Black-grass is a challenge many farmers face, but trials have found September-sown winter wheat can be grown long-term on land with a history of infestation.

Work at Agrovista’s heavy-land Lamport AgX site, suggests that growers who want to maximise their wheat area could use spring wheat in sequence with winter wheat to increase profits. However, in both cases great care must be taken to minimise black-grass germination throughout the rotation, notably by using a sequence of cover crops and spring cropping.

Results from harvest 2022 trials show that returning to a first wheat after a run of cover crops/direct drilled spring crops can produce high yields, even on a heavy-land site with a background black-grass population that exceeds 2,000 plants/sq.m.

Agrovista technical manager Mark Hemmant says: “First wheat yields this harvest ranged from 12.45-13.39 tonnes per hectare when following Lamport best practice.

“We counted less than one black-grass head/sq.m in these trials, which shows what can be done.”

But growers have to stick to the guidelines or risk going backwards with black-grass control, he warns.

“Before considering a return to winter wheat you have to reduce the weed seedbank to a low-enough level to give full-rate herbicides a chance to work.
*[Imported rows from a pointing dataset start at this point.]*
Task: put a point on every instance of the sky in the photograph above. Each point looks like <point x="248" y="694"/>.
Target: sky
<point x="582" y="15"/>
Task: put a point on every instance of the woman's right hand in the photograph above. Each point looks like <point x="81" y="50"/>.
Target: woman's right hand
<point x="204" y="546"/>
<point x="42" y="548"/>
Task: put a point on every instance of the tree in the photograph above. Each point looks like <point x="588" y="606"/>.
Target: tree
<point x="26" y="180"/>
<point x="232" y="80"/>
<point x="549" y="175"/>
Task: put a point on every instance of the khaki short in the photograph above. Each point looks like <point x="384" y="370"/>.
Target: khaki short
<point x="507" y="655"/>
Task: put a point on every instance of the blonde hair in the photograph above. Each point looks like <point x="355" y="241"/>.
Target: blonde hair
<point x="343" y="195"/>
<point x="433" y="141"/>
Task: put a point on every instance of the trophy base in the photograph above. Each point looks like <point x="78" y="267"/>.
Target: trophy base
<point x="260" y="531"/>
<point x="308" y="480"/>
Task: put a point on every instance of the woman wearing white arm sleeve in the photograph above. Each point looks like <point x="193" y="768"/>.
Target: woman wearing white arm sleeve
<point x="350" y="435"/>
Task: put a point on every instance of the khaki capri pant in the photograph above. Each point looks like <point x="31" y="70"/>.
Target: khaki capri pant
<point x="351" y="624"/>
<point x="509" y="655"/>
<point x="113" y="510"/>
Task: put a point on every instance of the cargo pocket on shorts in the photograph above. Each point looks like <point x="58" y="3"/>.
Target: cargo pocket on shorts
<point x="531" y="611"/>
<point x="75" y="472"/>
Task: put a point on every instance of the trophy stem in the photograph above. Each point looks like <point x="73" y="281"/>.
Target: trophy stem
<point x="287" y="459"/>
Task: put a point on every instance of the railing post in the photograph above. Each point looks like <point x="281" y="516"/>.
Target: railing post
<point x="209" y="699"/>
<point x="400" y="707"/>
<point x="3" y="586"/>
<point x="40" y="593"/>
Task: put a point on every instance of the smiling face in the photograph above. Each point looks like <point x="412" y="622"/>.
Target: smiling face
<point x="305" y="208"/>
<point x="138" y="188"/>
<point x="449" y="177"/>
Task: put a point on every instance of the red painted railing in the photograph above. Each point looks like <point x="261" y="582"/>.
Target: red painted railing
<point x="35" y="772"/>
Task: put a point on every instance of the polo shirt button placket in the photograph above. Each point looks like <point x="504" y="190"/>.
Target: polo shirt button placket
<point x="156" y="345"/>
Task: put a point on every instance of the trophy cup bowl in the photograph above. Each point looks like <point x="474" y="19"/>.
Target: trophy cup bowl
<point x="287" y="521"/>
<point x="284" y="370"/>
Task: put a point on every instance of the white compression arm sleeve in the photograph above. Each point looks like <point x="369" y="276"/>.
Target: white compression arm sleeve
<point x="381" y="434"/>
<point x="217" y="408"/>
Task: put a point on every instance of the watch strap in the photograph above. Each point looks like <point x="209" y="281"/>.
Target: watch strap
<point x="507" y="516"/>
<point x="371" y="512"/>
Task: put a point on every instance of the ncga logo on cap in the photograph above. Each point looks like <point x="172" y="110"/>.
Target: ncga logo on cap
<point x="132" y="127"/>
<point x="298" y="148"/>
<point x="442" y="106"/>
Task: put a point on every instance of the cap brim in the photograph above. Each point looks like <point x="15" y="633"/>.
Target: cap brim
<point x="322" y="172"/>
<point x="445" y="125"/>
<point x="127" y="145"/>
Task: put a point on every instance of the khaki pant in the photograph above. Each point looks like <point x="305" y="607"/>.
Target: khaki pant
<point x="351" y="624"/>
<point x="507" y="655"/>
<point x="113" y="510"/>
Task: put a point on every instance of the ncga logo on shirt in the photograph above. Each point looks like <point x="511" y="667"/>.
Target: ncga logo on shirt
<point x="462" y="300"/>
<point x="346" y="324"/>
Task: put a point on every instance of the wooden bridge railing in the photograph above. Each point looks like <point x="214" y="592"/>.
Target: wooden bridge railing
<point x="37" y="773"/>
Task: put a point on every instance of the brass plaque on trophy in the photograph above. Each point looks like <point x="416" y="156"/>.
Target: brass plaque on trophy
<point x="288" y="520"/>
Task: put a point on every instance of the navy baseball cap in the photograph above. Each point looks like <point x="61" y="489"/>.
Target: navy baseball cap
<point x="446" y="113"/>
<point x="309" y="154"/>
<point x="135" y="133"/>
We know that even a stack containing the latest chemistry is not good enough where black-grass numbers are high.”

Previous cropping on these winter wheat plots consisted of a black oat-based cover crop followed by spring oats in 2019/20, followed by a cover crop then spring beans last season. The plots were direct drilled on September 28 at 300 seeds/sq.m into a cheap linseed/berseem clover catch crop that was blown into the beans.

Rotation

The first wheats received full-rate chemistry to control blackgrass – Proclus (aclonifen) Liberator (flufenacet + diflufenican) and Avadex (triallate) followed by full-rate flufenacet early post-emergence.
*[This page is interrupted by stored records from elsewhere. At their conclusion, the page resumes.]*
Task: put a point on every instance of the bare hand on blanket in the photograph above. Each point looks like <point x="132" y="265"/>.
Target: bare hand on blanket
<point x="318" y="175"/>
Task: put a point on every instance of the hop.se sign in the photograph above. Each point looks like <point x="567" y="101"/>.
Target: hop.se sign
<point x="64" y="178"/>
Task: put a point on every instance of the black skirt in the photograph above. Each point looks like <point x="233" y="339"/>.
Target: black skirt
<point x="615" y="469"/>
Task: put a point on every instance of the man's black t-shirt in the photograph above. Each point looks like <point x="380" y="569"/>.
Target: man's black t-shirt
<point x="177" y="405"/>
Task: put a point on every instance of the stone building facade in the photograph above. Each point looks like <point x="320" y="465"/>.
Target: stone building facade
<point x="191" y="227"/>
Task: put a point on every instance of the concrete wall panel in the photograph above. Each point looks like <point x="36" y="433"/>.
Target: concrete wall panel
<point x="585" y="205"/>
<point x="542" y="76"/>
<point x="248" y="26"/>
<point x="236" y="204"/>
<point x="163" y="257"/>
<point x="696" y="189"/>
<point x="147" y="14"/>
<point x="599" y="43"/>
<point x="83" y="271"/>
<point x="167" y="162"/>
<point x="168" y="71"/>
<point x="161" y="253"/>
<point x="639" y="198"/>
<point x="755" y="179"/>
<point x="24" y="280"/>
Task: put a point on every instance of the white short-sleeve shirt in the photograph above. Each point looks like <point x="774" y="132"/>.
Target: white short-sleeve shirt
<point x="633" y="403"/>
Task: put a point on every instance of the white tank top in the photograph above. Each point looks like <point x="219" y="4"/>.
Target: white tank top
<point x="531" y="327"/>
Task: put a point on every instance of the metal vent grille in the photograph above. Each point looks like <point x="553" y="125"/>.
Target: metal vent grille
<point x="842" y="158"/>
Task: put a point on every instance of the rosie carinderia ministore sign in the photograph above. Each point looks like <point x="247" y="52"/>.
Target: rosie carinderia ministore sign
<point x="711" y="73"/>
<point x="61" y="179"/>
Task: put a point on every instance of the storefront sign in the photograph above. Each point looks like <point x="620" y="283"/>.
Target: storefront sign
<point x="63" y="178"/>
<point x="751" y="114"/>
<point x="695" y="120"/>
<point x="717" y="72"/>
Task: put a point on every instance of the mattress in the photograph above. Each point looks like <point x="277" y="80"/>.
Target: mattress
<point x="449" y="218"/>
However, a second winter wheat is not part of the plan. Niall Atkinson, Agrovista’s farming systems R&D adviser, says previous experience at Lamport AgX shows second wheats undermined years of effort to control black-grass. Levels soared close to those seen a decade ago, decimating yields and margins.

“We are still looking at growing successive wheat crops, but we are asking whether we can grow winter wheat one year and an autumn-sown cover/direct-drilled spring wheat the next, and so on.”

The winter wheat plot in this case had been under a cover crop/spring wheat regime for the past four years.

Mr Hemmant says: “This plot yielded just over 11t/ha. This was slightly down on the other winter wheat plots that followed a more mixed rotation. But over the years we have been achieving 7-8t/ha from a spring wheat after a cover crop at Lamport, so when we cost the successive wheat rotation it may well be the more profitable option.”